No estoy dando vueltas al divino botón. El cine no ha
muerto, pero está en evolución, técnica y narrativamente. Va en transición a
formas nuevas, que ya no están contenidas en las palabras “película” o “film”
De ahí la pregunta inicial.
El cine nació documentando salidas de fábricas o llegadas
de trenes a la estación y terminó madurando en géneros: musicales, comedias,
dramas, policiales, westerns, etc.
En los años ochenta del siglo XX, el cine industrial
arrancó con el multitarget (películas apuntadas para distintos públicos) y como
consecuencia natural surgió la mezcla de géneros.
También con la fiebre del alquiler de videos se borraron
los límites de las categorías antiguas (cine A y B, películas industriales y de
autor, películas comerciales e independientes).
Desdibujamiento de límites que se extendió con el
advenimiento del cable y ahora con el streaming.

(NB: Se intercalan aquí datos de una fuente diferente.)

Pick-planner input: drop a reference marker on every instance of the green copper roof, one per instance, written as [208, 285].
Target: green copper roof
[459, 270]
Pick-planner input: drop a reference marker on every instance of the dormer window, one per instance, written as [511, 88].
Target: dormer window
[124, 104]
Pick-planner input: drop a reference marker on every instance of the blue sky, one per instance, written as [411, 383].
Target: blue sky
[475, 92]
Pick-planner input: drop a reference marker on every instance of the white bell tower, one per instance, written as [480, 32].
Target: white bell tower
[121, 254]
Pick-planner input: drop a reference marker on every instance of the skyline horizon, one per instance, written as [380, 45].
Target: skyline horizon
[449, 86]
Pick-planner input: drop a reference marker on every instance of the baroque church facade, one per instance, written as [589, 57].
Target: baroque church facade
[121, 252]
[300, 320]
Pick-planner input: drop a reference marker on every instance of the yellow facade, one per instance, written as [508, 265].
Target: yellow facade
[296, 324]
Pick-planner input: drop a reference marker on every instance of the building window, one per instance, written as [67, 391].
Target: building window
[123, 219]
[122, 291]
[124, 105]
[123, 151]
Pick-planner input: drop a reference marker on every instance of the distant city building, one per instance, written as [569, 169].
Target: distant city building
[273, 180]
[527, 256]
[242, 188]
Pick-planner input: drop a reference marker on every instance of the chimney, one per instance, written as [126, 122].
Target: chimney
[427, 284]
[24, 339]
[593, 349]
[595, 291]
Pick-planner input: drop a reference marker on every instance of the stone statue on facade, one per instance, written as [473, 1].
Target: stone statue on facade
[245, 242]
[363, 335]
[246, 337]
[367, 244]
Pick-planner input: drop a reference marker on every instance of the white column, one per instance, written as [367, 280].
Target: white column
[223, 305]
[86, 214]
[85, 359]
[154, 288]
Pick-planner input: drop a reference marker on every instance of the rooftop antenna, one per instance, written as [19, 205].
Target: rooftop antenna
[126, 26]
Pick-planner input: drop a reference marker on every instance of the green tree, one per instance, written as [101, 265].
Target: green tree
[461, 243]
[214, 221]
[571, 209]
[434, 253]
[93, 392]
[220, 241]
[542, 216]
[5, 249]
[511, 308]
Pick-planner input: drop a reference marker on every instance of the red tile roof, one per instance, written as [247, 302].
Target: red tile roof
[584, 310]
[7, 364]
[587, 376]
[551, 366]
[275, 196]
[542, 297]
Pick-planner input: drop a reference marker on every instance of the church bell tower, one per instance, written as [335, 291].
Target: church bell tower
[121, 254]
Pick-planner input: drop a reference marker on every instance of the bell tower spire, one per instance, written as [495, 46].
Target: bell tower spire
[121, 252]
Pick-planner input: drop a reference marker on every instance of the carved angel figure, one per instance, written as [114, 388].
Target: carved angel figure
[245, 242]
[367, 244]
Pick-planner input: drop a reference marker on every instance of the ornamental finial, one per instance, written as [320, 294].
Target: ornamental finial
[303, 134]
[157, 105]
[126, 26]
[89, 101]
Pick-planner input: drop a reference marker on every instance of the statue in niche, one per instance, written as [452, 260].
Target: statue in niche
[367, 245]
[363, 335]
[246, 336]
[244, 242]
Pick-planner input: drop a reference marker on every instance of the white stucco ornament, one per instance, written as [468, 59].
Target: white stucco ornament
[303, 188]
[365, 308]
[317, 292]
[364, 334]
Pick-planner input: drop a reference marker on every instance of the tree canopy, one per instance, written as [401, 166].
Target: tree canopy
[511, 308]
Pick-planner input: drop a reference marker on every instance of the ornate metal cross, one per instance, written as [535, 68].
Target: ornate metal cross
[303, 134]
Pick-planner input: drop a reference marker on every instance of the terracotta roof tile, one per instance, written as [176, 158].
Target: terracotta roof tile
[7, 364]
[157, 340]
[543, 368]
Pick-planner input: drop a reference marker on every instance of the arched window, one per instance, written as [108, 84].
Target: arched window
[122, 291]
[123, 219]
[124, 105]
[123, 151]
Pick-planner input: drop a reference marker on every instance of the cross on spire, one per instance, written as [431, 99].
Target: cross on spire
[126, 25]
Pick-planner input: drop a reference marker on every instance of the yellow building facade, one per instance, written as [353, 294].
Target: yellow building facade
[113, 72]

O sea, cada boca de expendio (telefilms, video, cable,
streaming) determinó nuevos cambios en el formato o planteo de cómo contar lo
que antes era desarrollado en una “película”.
De ahí que a los quisquillosos puristas (entre los que me
encuentro) los contenidos audiovisuales que vemos hoy habitualmente no pueden
en rigor denominarse “películas”
Pero hay excepciones, El afinador es una de ellas. Por
eso para elogiarla dijeron que tenía el encanto de las películas del viejo
Hollywood (no el del cuarenta, sino el “setentoso”, ¡cómo pasa el tiempo!,
¡hablan de mi adolescencia!)
El afinador (Tuner, 2025)
es el primer contenido de ficción del hasta ahora documentalista Daniel Roher.
Y si bien tiene algo de películas de atracos, de buddy movie, de romance, es
por sobre todo el retrato de un tipo muy singular, Niki White (Leo Woodall)
Afina pianos para una empresita regenteada por Harry
Horowitz (Dustin Hoffman), un viejito tan molesto como simpático, que anda
perdiendo la mente, aunque lo apuntala con amor y paciencia su esposa, Marla
(Tovah Feldshuh).
Niki tiene un oído absoluto, pero también hiperacusia.
Parece ser un músico entrenado y talentoso que interrumpió su carrera
ascendente. ¿Por qué? Ya se sabrá a su debido momento.
El trabajo hace que se cruce con una concertista /
compositora excepcional, Ruthie (Havana Rose Liu) y con unos maleantes harto
peculiares bajo el mando de Uri (Lior Raz) para los que terminará abriendo
cajas fuertes con el uso de las virtudes de su oído.
Se trata de una buena historia contada con destreza, con
personajes bien definidos y buena música. Creo que está todo dicho, ¿no?